There may be other cues to soil dryness. For container plants, you can check how heavy a pot is to lift right after watering vs. after drying for a couple of days. You might also notice when your plant is just starting to wilt. With experience, you'll learn what's a typical interval for watering your particular plant or location.

As we often say around here: "Water Deeply and Less Frequently."

4. Encourage roots to grow as deep as possible.

For most plants, the deeper the roots, the more resilient the plant, especially for tolerating stresses such as drought. This goes for everything from big trees to lawns. Again, there are variables, but generally "Water Deeply and Less Frequently" is the best way to accomplish this.

Watering systems and tools:

Using the right system or tool can make you a lot more successful in getting water effectively to the roots. Gabriel Maki's watering seminar also discusses various options. We briefly outline them here.

1. Irrigation zones: if you are using automatic irrigation, it's important to plan the system in zones, which apply water in specific rates needed for shrubs, groundcovers, lawns, etc.

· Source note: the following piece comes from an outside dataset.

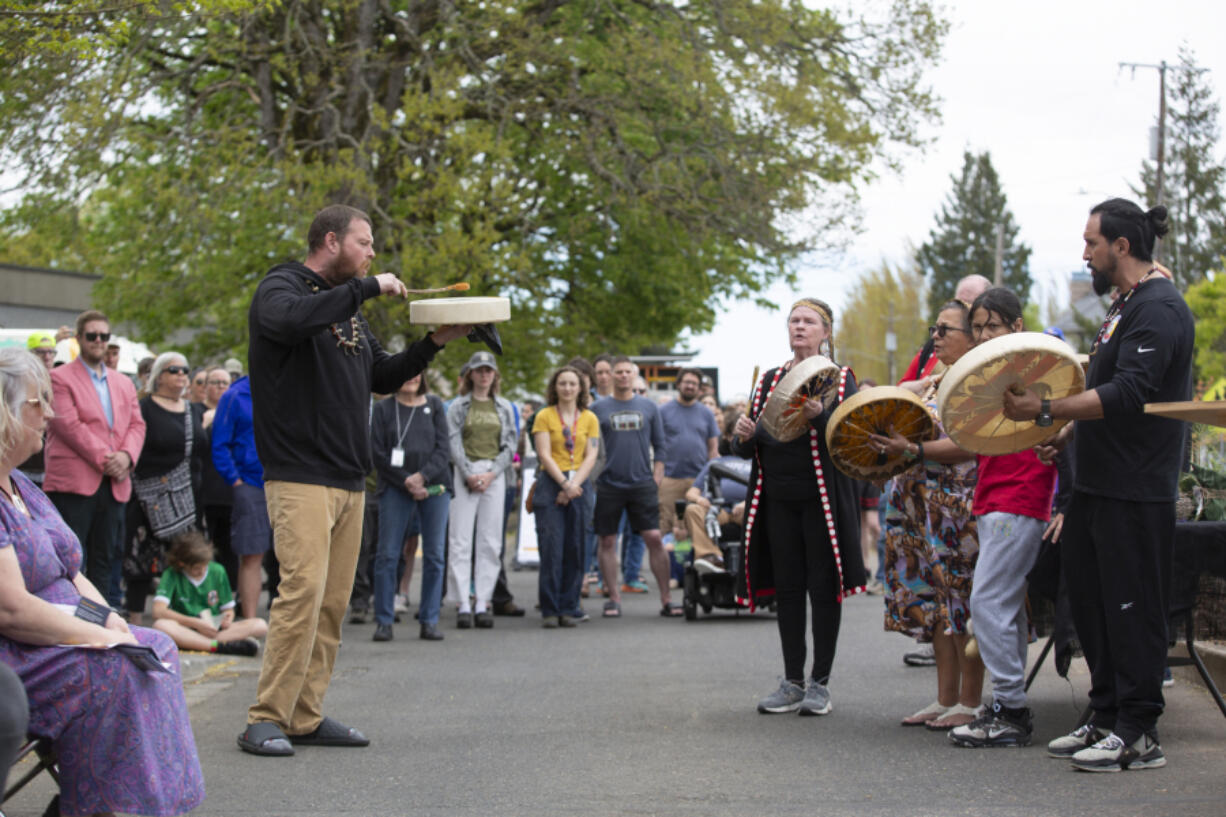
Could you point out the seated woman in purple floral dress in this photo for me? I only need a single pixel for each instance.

2. Soaker hoses: an inexpensive and good way to make sure water slowly soaks in to root zones.

3. Drip irrigation: a good method to conserve water and customize watering rates for specific plants.

4. Sprinklers: best to use these only for lawns and bedding plants (see overhead watering issues above).

5. Tree Gators®: good for new tree plantings where you can't easily reach a hose, but Tree Gators®may not water enough of the root zone on more established trees.

6. Watering wands: a simple, effective way to get water where the plant needs it (such as under the branches, mentioned in #2 above). Helps conserve water in the process.

One more time, with gusto: For each and every plant, water the soil where the roots actually are right now, make sure that the root zone (entire width & depth) gets saturated, and let it dry out a bit before watering it again.

And don't forget mulching, which also greatly helps conserve soil moisture and slows down surface runoff.